Convertir les rejets de chaleur, même à des températures aussi basses que 30 degrés, en électricité? Tel est le système mis au point par la start-up lausannoise OsmoBlue. Son projet recèle de nombreuses promesses pour l’industrie, notamment les data centers, les usines d’incinération ou encore les raffineries.

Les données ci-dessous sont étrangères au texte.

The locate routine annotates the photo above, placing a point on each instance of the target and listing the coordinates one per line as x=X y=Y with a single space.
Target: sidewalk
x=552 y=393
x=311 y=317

Aujourd’hui, ce principe de récupération s’applique déjà, mais essentiellement à des températures plus élevées, oscillant autour de 150 degrés. Le système mis au point par OsmoBlue permet de réduire considérablement ce seuil et de fonctionner, par exemple, à partir de la fumée rejetée par une usine. «Pour une question d’échelle, nous visons surtout le secteur industriel», relève la cofondatrice Elodie Dahan. Un immeuble de quelques étages ne rejette pas une quantité de chaleur suffisante pour que le processus puisse s’y appliquer de manière adéquate. Cependant, des grands centres de traitement de données informatiques aux services industriels municipaux en passant par les déchèteries, les clients potentiels et les applications possibles ne manquent pas.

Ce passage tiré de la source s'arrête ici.